- Born: 1977 (age 48–49) Caála, Angola
- Occupation: Photographer

= Chilala Moco =

Angolan photographer (born 1977)

Chilala Moco (born 8 May 1977 in Caála, Huambo Province) is an Angolan photographer and the oldest son of former Angolan Prime Minister Marcolino Moco.

== Biography ==
In 1995 he moved to Portugal, where he lived and studied International Relations, at the Instituto Superior de Ciências Sociais e Políticas (ISCSP). At the end of the third year, Chilala chose instead to study photography. In 2003 he enrolled in photography studies, at Escola Técnica de Imagem e Comunicação (ETIC).

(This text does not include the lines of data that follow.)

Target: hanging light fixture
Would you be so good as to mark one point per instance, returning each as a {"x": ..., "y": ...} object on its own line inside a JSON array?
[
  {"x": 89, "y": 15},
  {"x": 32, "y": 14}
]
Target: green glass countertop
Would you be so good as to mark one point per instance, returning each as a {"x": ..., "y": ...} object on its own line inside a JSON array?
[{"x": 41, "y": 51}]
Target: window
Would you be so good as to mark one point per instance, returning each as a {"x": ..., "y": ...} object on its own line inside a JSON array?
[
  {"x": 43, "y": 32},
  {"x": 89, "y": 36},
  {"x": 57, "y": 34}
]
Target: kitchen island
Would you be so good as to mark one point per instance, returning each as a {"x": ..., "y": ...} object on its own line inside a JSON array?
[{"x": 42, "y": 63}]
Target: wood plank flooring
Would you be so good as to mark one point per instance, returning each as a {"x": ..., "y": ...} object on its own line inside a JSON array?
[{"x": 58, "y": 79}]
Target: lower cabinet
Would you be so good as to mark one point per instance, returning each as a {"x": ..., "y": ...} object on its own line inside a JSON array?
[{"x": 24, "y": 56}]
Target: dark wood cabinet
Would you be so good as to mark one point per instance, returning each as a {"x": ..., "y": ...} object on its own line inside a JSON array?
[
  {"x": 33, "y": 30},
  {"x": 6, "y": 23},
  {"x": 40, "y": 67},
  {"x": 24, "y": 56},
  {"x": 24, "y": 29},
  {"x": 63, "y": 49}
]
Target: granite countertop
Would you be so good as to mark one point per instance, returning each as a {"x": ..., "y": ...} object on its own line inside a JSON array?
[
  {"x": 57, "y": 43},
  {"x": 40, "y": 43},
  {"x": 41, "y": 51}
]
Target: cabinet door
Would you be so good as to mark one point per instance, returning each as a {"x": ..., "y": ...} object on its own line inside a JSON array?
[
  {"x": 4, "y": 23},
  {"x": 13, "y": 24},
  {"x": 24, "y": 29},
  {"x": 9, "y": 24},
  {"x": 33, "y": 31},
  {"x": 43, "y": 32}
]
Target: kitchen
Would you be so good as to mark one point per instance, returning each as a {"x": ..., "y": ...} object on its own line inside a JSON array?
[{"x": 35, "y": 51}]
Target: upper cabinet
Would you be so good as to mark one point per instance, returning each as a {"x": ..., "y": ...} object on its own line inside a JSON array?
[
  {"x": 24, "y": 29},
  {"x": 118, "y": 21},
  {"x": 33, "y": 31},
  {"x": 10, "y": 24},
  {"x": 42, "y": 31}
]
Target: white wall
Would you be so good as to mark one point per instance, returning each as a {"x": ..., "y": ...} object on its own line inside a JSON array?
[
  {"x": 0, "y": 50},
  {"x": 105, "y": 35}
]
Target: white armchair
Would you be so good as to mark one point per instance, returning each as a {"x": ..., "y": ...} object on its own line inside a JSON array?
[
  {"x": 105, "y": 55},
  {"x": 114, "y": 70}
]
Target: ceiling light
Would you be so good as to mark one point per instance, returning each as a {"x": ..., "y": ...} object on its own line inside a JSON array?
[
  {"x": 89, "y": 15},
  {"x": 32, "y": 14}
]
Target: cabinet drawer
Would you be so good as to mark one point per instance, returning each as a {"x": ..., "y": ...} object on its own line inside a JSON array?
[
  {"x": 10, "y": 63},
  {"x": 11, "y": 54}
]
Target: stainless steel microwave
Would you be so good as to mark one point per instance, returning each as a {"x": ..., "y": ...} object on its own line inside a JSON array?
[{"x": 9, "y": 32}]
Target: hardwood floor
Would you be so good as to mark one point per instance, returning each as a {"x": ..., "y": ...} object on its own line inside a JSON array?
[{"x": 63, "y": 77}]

Based in Luanda, Angola, Chilala Moco worked for five years as freelancer photographer, collaborating with magazines such as glamorous Caras Angola. Some of his art work was shown at Trienal de Luanda 2006, and bought by some Angolan collectors. His photographs have been published in some prestigious books related to Angola. Chilala Moco signs his assignment photographs as Carlos Moco, apart from his artistic work.

Moco is now a full-time photography editor for the Angolan newspaper O PAIS, as well as for its associate publications at Grupo Medianova.

In 2009 Moco won the Angolan national award of photojournalism, and was also nominated for a corporate award (Maboque Awards on Journalism) on the same category.

Alongside selected Angolan artists, Chilala Moco was invited by Fundação Sindika Dokolo, an African art foundation, to present his artistic work at Bienal de Bordeaux, France (Evento 2009).

He participated in the jury for the photography context BESA Photo 2009, organized by the World Press Photo and Banco BESA (an Angolan/Portuguese financial institution).